Fruits légumes, produits laitiers, viande… Voilà maintenant 3 semaines que l’embargo russe est en vigueur, en réplique aux sanctions européennes. En Europe, les pays réagissent parfois de manière surprenante à cet embargo: c’est le cas en Pologne.

Pommes vertes
Pommes vertes © CC Fievet

"Mangez des pommes" : c’était le slogan percutant de Jacques Chirac pendant la campagne de 1995. Eh bien on retrouve aujourd’hui à peu près le même en Pologne en 2014 puisque la saison des pommes a commencé :« JEDZ JABLKA NA ZLOSC PUTINOWI », cela veut dire « Mangez des pommes contre Poutine ».

Car les Polonais se retrouvent avec sur les bras les 500 000 tonnes de pommes qu’ils exportaient tous les ans vers la Russie. Et ils ont décidé de les manger eux-mêmes. Campagne publicitaire dans les rues, campagnes de selfie sur les réseaux sociaux… Manger une pomme est devenu un engagement en faveur de la liberté de l’Ukraine.

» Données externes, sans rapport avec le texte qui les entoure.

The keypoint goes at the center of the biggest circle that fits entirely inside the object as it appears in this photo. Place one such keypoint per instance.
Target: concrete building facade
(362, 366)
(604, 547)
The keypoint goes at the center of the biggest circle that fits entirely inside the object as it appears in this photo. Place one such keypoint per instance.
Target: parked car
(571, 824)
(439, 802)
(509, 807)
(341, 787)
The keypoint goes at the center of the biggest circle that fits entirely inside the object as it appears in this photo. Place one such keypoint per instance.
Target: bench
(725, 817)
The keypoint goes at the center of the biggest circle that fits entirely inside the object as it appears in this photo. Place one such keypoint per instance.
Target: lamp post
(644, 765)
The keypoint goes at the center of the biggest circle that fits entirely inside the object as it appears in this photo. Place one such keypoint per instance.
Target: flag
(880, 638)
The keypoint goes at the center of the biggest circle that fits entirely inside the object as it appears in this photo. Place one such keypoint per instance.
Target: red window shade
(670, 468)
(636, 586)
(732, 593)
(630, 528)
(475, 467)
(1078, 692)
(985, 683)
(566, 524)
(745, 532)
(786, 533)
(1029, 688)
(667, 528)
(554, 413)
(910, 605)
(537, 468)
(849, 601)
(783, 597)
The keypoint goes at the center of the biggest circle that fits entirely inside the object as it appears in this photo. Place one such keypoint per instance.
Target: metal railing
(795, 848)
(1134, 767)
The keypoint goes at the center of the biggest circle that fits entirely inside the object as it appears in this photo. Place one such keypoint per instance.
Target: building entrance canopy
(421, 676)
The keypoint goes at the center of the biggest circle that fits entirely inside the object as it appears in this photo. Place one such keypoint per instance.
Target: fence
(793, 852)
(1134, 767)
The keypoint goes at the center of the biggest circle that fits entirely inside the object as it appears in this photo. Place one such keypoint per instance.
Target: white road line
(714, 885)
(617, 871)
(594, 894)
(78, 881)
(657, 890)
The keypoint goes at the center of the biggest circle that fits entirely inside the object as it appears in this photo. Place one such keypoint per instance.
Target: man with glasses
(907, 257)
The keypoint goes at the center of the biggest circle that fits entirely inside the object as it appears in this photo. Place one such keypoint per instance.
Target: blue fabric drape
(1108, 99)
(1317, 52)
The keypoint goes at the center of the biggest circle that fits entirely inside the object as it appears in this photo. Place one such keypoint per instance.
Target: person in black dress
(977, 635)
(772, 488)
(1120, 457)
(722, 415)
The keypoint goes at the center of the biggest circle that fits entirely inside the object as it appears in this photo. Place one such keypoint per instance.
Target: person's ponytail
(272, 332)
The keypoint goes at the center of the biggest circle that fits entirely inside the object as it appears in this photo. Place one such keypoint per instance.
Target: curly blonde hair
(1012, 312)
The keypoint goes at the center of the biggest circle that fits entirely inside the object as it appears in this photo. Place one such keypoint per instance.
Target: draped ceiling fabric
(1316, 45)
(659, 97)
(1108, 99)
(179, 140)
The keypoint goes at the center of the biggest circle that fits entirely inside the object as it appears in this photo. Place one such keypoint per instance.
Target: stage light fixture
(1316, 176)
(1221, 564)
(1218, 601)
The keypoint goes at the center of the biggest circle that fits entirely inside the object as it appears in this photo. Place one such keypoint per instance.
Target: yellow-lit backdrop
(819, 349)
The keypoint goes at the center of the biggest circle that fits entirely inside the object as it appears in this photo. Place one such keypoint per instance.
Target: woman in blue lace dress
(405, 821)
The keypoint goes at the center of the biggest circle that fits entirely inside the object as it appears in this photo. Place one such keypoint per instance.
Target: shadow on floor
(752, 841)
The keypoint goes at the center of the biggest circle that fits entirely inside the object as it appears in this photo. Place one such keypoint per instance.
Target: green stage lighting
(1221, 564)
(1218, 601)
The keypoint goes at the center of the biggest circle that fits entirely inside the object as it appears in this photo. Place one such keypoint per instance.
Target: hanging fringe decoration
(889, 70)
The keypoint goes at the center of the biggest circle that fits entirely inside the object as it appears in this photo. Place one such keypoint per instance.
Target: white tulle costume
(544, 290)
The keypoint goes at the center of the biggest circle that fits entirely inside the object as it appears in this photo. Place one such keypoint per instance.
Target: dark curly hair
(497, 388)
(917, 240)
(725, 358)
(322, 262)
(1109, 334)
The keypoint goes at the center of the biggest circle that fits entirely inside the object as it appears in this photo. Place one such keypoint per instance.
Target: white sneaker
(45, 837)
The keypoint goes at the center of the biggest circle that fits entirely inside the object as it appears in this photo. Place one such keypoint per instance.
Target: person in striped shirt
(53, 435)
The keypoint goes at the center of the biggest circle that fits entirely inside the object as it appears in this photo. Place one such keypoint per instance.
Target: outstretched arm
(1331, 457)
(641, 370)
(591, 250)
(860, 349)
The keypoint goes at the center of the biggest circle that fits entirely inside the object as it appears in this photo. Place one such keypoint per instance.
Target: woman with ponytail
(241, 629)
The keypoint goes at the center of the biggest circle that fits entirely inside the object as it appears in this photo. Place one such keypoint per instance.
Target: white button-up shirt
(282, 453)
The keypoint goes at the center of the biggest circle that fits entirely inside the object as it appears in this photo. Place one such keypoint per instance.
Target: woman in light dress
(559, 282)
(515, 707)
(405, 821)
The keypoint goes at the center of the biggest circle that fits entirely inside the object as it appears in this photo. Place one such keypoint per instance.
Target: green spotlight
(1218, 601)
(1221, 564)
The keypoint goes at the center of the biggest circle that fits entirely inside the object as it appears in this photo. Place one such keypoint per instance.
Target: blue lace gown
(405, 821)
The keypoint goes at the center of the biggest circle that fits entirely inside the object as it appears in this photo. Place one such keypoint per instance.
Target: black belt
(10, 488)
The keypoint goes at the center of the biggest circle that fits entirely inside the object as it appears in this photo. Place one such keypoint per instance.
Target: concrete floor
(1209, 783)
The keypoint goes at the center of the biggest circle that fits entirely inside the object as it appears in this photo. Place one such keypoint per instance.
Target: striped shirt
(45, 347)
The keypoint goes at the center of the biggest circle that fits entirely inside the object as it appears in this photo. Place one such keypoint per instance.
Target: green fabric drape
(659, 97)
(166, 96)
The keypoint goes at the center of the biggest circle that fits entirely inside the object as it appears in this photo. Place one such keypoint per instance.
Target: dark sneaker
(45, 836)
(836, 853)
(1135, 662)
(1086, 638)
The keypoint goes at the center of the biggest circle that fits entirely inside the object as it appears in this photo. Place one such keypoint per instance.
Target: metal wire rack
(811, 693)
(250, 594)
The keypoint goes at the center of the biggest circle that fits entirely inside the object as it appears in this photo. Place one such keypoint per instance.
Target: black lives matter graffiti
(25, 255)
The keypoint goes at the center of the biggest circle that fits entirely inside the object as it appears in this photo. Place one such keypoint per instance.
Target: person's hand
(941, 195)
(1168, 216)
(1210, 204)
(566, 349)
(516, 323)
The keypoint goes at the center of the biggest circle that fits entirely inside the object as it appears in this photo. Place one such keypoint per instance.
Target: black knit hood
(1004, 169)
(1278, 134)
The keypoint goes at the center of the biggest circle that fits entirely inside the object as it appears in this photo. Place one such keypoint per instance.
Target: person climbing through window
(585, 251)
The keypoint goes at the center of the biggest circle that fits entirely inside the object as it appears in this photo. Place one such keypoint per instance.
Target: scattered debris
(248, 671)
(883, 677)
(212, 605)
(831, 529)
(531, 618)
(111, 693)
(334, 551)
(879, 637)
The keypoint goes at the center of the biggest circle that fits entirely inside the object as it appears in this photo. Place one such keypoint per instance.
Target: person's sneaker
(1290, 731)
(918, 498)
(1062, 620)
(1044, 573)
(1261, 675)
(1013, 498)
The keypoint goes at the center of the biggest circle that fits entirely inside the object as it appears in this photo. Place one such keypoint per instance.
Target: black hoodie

Cela dit, en écouler 500 000 n’est pas chose facile : les producteurs cherchent donc à en envoyer 40 tonnes gratuites dans 40 écoles dans Kaliningrad, cette enclave russe au nord de la Pologne. Cela fait quand même 1 tonne de pommes dans chaque école. Il risque d’y avoir des indigestions…

Il y a « mangez des pommes », mais aussi « buvez du cidre »

Alors que les Polonais détestaient ça, voilà que le cidre polonais cartonne pour la même raison, toujours en signe de protestation politique. Dans les bars, on trouve même du cidre polonais au miel, le miel polonais lui aussi touché par l’embargo.

Et cela donne des idées aux producteurs Français…

Les Français sont confrontés au même problème que les Polonais, mais dans une moindre mesure. Ils exportaient 3 à 4% de leur production vers la Russie : ce sont tout de même 45 000 tonnes dont ils ne savent pas quoi faire.

Du coup, ils ne vont pas en faire du cidre, mais le président de l’Association nationale pommes poires (ANPP) appelle les Français à faire comme les Polonais: « Croquez la pomme faites-en des selfies et militez pour la paix commerciale! ».

Voilà qui ne va pas régler le fond du problème

Car Polonais, Français, Lettons, Espagnols et bien d’autres encore, se retrouvent en concurrence sur les autres débouchés : le marché anglais ou algérien.

C’est donc par ricochet que les Français vont payer le prix de l’embargo, puisque les Polonais risquent, eux, de tirer les prix vers le bas.